Three hundred years ago, few people cared about the murky past of new arrivals to the United States, and the countries they had left made few efforts to pursue them to their new home. Today with the growth of bureaucracy, telecommunications, and air travel, extradition has become a full-time business. But the public's knowledge of, and consequent concern about, extradition remains minimal, aroused from time to time by newspaper headlines, only to fade.
In this readable and compelling history of extradition in America, Christopher Pyle remedies that ignorance. Using American constitutional law and drawing on a wealth of historical cases, he describes the collision of law and politics that occurs when a foreign country demands the surrender of individuals held to be terrorists by some and freedom fighters by others. He shows how U.S. policymakers have attempted to substitute deportation for extradition, and turn the surrender of a foreign national (or even an American citizen) into a political rather than a judicial process.
Beginning with the New England Puritans' refusal to surrender to the "regicides" who had signed the death warrant of King Charles I, he traces the attitudes and ideologies that have shaped American extradition practice, culminating in the efforts by the Reagan and Bush administrations to turn the legal extradition process into an executive tool of state policy. Along the way we meet such legal luminaries as James Madison and John Stuart Mill, William Rehnquist and Oliver North, as well as pirates and fugitive slaves, anarchists and refugees, drug lords and runaway sailors.
Woven throughout this story is the author's belief that current developments in extradition law ignore or actually violate the principles of individual liberty, due process, and humanity on which we claim our country was built. As he remarks in the Introduction, "Extradition involves the surrender of human beings—persons under the protection of our Constitution—to foreign regimes, many of which are unjust. This reality was well understood in the eighteenth and nineteenth centuries, when the United States was a refuge for the victims of European oppression, but it has been disregarded frequently in the twentieth century as we have sought to stem the tide of immigration and develop advantageous economic and political relations with autocratic regimes of every stripe."
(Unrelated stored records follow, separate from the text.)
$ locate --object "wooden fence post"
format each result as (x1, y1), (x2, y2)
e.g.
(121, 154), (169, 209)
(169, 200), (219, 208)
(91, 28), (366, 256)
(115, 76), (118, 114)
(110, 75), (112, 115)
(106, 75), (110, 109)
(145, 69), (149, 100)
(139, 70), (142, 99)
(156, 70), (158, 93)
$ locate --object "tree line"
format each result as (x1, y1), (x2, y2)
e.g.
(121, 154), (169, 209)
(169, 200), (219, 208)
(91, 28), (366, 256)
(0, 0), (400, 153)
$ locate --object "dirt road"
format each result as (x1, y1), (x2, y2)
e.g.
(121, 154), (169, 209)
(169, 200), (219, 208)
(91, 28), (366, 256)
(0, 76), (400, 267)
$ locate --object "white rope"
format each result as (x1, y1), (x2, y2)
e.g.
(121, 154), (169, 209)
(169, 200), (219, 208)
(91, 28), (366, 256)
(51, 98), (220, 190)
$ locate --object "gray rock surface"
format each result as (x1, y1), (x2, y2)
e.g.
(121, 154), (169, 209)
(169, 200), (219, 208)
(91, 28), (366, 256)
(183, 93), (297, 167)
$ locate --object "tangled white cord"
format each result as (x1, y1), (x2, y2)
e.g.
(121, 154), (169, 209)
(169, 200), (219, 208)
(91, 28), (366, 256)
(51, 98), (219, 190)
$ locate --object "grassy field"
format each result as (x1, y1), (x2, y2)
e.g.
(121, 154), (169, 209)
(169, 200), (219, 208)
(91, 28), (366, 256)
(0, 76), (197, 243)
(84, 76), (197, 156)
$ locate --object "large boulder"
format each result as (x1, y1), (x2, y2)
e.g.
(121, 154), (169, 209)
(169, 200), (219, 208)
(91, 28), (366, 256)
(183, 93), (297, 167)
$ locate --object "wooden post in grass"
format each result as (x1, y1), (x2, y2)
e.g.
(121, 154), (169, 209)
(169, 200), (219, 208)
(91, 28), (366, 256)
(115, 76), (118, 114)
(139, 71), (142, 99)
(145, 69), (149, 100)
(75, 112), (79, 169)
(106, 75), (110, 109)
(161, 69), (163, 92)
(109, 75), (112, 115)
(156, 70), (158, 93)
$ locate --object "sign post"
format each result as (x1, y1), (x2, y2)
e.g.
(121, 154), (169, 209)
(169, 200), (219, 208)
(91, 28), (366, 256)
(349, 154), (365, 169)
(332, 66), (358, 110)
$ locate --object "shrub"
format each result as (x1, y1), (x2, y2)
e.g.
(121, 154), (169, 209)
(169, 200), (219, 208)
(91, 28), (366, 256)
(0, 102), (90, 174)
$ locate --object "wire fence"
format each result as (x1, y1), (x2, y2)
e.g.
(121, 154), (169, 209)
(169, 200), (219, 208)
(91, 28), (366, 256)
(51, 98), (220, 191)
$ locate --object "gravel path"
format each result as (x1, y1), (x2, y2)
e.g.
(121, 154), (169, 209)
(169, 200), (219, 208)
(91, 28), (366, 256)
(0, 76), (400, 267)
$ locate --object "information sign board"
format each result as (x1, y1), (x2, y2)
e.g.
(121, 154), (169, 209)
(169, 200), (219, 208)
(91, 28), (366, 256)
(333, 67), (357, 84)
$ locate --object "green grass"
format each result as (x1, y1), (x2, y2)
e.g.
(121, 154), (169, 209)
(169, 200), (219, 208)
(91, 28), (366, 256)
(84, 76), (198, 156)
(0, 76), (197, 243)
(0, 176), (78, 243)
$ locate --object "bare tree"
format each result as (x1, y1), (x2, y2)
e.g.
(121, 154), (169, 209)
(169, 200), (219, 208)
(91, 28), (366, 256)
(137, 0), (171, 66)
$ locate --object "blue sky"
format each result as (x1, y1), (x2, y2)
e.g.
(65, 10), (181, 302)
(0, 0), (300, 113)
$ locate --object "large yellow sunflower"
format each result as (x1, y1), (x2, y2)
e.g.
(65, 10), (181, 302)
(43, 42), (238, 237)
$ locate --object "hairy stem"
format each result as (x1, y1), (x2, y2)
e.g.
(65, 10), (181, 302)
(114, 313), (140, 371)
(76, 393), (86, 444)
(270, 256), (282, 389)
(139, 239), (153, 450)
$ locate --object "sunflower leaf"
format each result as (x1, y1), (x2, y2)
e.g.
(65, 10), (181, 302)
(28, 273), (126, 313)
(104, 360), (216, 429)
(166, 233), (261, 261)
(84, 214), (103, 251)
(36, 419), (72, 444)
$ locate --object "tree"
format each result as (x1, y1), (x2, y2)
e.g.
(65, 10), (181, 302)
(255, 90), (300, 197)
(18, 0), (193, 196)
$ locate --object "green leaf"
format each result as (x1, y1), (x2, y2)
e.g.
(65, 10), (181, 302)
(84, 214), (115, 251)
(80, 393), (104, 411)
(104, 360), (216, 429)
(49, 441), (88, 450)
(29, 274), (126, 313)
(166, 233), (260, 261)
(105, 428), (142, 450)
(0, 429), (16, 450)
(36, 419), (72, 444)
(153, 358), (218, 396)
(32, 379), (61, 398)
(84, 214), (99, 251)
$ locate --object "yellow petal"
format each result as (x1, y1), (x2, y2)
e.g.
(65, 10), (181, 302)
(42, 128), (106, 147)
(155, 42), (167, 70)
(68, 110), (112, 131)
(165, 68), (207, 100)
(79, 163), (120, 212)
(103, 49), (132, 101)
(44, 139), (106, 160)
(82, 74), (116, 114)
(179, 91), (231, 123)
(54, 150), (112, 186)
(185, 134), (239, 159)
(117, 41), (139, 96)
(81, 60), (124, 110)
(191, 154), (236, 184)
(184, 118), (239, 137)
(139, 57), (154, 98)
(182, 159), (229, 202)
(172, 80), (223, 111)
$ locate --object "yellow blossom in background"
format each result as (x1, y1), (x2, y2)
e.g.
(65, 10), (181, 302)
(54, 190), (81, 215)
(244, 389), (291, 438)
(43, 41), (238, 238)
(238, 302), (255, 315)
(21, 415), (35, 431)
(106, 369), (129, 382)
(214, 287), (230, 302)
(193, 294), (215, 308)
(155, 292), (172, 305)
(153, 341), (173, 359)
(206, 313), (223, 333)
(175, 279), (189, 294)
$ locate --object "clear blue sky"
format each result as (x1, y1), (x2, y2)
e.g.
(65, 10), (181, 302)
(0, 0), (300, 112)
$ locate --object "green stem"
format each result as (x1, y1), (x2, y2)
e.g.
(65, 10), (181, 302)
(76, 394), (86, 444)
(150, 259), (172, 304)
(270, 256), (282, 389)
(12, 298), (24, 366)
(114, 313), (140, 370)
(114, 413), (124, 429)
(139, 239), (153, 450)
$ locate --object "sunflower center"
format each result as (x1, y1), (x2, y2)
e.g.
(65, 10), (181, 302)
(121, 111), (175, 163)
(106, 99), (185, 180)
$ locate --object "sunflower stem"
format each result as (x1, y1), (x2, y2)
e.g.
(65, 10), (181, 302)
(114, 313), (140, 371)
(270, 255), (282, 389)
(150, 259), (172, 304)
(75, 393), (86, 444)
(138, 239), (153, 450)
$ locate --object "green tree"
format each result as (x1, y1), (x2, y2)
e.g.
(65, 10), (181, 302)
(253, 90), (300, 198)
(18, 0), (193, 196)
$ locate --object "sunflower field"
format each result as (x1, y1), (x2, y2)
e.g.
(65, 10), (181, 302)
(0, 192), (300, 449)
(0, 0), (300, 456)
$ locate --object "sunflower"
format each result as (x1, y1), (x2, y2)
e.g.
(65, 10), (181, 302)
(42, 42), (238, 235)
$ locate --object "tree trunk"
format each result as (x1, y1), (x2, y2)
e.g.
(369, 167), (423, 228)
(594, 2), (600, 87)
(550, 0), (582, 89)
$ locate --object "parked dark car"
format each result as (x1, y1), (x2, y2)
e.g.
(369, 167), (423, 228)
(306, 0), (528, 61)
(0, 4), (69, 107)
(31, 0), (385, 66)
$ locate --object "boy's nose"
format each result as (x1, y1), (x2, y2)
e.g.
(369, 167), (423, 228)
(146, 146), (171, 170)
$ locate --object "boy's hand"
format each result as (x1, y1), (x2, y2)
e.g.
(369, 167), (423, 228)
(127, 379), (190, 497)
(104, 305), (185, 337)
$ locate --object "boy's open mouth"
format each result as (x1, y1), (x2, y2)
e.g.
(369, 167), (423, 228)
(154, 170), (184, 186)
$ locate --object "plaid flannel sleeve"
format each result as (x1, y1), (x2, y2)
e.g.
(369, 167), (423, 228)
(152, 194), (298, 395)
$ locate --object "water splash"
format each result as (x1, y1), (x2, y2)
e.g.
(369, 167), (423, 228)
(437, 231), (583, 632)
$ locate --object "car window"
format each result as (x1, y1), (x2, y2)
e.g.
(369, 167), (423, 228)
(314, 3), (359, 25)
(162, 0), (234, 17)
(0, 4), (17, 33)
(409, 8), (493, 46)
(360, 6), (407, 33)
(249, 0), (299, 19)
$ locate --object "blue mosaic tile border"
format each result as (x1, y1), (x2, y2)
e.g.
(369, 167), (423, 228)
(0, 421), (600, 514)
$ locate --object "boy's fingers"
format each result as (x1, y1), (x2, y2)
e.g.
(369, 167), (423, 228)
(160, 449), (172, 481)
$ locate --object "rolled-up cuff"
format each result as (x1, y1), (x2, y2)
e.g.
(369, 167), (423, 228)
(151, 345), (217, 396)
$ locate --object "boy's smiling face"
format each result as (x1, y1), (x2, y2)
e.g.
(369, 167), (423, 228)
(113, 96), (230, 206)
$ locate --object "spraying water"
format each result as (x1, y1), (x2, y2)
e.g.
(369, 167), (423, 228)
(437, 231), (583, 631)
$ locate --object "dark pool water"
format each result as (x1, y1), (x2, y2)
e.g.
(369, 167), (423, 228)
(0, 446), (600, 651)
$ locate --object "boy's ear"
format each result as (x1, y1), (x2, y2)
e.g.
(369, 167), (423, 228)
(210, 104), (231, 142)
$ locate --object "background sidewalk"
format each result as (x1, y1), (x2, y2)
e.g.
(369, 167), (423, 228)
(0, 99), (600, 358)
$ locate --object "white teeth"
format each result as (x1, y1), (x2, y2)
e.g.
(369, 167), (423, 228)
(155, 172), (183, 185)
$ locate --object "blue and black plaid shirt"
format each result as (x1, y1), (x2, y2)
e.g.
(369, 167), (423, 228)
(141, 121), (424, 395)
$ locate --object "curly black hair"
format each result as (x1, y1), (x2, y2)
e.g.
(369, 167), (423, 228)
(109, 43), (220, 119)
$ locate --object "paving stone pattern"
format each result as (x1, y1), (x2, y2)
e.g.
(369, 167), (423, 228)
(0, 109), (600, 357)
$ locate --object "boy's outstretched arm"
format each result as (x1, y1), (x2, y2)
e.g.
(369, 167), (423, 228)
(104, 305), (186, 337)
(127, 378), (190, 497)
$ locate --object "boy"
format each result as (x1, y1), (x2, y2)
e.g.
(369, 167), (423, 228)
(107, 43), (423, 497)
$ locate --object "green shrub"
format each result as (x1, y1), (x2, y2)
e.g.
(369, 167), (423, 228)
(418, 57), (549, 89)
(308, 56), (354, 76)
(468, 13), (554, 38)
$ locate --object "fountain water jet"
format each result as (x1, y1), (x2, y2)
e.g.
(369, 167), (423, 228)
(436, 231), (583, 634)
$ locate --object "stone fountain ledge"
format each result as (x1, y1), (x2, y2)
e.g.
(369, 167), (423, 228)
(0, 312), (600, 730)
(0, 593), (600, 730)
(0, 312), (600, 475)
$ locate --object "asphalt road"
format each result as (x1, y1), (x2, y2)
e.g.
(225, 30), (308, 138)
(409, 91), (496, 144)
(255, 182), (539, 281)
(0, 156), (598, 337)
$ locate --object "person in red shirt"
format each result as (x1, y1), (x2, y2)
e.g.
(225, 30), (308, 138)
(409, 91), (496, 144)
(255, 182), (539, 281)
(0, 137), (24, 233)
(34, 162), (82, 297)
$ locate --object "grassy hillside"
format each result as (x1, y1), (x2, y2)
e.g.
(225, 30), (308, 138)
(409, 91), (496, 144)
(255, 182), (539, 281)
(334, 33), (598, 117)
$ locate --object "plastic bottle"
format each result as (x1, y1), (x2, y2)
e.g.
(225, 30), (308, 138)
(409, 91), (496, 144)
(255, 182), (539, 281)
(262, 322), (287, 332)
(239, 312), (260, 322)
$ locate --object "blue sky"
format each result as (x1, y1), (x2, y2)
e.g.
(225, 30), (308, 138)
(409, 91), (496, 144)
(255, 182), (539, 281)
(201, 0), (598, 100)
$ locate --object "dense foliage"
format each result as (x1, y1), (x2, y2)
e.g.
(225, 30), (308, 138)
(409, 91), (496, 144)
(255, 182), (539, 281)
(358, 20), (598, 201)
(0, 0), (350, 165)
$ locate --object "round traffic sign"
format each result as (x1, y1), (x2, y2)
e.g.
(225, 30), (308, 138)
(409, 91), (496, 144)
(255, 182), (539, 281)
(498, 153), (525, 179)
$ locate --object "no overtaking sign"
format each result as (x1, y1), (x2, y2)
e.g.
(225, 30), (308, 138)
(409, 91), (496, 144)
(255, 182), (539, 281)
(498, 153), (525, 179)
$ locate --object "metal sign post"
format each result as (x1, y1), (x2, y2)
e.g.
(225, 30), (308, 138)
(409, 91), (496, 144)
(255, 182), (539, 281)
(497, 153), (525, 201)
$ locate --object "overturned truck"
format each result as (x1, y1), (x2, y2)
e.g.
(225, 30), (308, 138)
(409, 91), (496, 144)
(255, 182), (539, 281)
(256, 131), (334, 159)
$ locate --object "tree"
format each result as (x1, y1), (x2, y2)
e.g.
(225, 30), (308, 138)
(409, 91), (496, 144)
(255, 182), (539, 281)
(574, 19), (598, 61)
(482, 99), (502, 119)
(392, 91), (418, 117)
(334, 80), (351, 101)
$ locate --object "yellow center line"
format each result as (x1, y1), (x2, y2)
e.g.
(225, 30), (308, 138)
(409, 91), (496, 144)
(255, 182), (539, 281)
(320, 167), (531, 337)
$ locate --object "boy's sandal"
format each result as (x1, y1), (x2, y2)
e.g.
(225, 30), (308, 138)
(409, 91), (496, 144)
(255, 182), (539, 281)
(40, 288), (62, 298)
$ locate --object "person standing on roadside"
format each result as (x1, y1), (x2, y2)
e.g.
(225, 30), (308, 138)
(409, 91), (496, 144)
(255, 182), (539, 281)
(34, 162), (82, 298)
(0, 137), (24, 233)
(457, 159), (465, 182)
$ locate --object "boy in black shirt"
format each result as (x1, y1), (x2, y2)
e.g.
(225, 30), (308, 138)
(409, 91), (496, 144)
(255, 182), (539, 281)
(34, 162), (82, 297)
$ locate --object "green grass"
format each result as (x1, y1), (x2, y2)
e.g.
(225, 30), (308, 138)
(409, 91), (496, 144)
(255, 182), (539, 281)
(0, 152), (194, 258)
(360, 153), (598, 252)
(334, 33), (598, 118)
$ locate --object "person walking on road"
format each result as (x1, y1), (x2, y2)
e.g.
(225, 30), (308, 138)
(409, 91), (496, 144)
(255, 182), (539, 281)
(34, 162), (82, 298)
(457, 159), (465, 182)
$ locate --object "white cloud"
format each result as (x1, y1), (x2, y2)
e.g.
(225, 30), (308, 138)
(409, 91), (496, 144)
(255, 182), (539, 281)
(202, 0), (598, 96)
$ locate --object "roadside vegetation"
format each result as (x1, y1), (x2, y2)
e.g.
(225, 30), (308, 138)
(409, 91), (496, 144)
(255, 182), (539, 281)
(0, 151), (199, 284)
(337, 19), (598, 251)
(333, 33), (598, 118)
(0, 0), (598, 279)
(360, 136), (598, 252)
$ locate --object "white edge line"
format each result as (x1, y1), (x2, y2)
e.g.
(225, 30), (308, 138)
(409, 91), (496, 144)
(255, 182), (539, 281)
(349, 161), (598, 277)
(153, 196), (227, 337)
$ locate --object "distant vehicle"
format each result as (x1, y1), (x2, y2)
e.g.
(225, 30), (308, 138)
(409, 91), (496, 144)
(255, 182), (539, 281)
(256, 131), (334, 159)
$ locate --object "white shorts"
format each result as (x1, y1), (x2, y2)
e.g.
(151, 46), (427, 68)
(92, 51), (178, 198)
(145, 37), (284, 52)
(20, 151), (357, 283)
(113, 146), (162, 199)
"...if Pyle's topic is obscure, his fire-in-the-belly rpresentation is by no means dry. And to the extent that his well-researched brief reveals an emerging double standard between the protections afforded to those who are citizens and those who are not, his message is of keen interest to one of the fastest-growing segments of the U.S. population."
—National Journal
"The book is well written, and dry materials are made both relevant and interesting. Readers interested in public policy generally or foreign policy specifically would be very interested in this volume as another representation of public policy in action. For human rights activists, the questions raised are troubling and give pause in considerations of America's commitment to such rights."
—Perspectives on Political Science
"Pyle's most important contribution to scholarship is his final chapter, 'Rethinking Extradition,' in which he proposes logical legislative changes that would accord an extraditable accused the same rights as ordinary criminals, would allow the courts to receive exculpatory evidence from the accused, and would allow judges to inquire into the treatment an extradited person is likely to face once returned to the requesting country. Given the fact that the individual is not likely to receive bail in the receiving jurisdiction, let alone a fair trial, procedural fairness in American courts is surely not too much to ask."